When people enter into a relationship, they never expect to have an unhealthy dynamic. They hope to utilize communication to solve problems, use respect when having fights and always be loyal to each other. Unfortunately, this is not the case in even most cases. So, how do we stop ruining our relationship with demand-withdrawal patterns?

For starts, if you’ve been in a relationship for years, then learning about this pattern is the first step. Read about these signs, and see if you can relate to them. If you see yourself in these signs, then you have come to the first milestone. You see your problem.

After understanding what’s wrong with your relationship, you should take steps to practice respect, and listening to each other’s ideas, opinions, and passions. Try not to criticize your partner’s ideas, at least no more than 20% of them. Listen and try to have an open mind. Most importantly neither one of you let yourself become controlling, and do not run away from conflict.

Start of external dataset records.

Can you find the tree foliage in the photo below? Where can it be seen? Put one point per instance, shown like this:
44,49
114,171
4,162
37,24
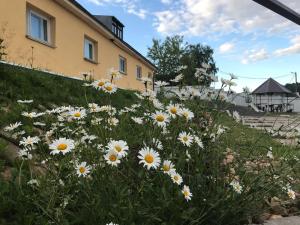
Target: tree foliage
172,53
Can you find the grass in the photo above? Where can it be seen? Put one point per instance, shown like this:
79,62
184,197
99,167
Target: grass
47,90
154,199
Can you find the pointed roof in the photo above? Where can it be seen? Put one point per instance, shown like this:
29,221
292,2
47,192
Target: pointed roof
271,86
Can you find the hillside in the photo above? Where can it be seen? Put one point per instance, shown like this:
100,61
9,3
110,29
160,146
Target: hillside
143,160
47,91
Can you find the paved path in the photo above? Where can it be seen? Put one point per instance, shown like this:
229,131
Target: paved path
294,220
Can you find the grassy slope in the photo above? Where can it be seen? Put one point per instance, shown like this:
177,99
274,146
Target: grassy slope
46,90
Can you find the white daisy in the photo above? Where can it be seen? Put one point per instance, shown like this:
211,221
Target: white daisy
25,154
12,126
198,141
157,104
236,186
25,101
99,84
78,114
186,138
168,167
39,124
177,79
30,115
186,113
149,158
110,88
176,178
94,107
112,121
29,141
160,118
61,145
173,110
291,194
82,169
161,83
109,109
120,147
157,143
187,193
138,120
112,158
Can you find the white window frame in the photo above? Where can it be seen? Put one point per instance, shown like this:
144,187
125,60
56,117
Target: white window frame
139,72
125,64
89,41
32,12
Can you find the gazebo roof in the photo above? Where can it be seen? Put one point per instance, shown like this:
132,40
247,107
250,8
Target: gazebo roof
271,86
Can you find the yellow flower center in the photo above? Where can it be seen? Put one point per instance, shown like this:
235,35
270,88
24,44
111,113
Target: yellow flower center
101,83
149,158
81,169
113,158
108,88
166,167
173,110
118,148
77,114
62,147
160,118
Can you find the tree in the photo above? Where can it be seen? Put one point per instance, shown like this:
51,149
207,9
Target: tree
194,57
173,53
167,56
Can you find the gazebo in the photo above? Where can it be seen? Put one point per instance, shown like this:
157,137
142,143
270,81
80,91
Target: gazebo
271,96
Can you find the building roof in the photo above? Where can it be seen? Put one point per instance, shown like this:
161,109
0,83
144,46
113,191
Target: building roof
281,9
271,86
113,18
85,11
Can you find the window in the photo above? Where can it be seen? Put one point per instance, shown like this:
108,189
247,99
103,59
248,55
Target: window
117,30
122,65
90,49
138,72
39,27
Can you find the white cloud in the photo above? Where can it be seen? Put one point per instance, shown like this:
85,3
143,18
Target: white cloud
97,2
254,56
203,17
294,48
226,47
130,6
167,2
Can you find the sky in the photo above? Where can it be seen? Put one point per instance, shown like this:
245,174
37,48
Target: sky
249,40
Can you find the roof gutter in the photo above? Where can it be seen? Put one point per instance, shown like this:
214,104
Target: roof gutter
281,9
82,13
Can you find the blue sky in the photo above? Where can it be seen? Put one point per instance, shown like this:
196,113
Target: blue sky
249,40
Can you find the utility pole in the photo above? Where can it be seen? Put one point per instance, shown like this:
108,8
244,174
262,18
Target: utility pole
295,73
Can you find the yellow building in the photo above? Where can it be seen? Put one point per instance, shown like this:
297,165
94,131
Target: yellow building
61,36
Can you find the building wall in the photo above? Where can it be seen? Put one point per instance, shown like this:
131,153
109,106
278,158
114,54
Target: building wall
67,56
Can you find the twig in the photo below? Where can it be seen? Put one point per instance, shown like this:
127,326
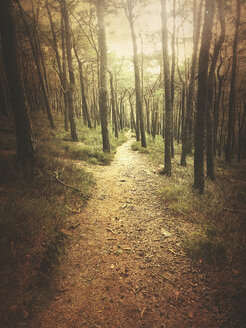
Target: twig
108,229
232,210
67,185
170,250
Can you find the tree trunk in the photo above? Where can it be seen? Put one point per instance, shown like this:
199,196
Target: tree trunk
24,134
230,134
64,74
173,73
38,67
168,105
202,96
210,136
114,118
102,48
189,103
139,103
70,91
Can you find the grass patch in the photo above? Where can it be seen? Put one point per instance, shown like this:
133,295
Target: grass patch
35,218
217,218
88,149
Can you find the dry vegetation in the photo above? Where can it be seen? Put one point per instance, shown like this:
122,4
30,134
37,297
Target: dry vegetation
35,206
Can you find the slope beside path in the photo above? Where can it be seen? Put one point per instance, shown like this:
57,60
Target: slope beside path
125,267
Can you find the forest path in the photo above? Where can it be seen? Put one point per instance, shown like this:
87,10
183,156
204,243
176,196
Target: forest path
125,267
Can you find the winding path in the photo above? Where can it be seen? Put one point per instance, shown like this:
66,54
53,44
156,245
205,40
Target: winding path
125,267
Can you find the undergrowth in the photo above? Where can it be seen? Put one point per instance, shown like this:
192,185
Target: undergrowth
216,219
88,149
36,208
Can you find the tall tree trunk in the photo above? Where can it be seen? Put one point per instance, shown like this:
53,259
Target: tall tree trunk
139,103
210,137
24,134
173,73
114,118
190,97
64,73
240,133
168,105
38,67
70,91
202,95
230,134
85,110
102,48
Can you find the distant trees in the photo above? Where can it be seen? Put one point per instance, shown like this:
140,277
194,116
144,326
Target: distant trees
24,134
129,7
202,95
165,92
103,93
167,85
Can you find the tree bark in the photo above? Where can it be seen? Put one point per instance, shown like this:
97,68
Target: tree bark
103,93
139,103
70,91
190,96
37,63
24,134
202,96
168,105
115,124
230,128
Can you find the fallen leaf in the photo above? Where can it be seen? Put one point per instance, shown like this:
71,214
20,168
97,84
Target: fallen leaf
142,312
177,295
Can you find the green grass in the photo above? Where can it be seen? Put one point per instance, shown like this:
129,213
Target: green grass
88,149
216,235
36,207
205,247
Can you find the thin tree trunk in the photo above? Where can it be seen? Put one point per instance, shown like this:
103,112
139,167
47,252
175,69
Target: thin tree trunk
210,137
24,134
168,105
139,103
116,133
102,48
189,103
230,134
70,91
37,63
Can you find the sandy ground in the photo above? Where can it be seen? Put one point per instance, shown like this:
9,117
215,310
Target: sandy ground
125,267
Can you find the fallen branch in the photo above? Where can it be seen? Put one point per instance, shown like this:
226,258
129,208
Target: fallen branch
68,186
170,250
232,210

Unhealthy to healthy behavior

This may be a rocky start when changing the way you’re used to living, but if you can make small changes at first, you can continue to work toward the largest issues, such as breaches of trust, if any. If someone has been disloyal, the partner has the right to feel betrayed. Trust will have to be rebuilt from the bottom up, helping restructure the relationship upon a firm foundation.

I hope these signs do not pertain to you and your relationship, but if they do, there is hope. If you see these signs in others, then you should tell them in hope that they can find a solution for their situation, thus bettering their life.

I thank you for reading and hope these indicators have helped.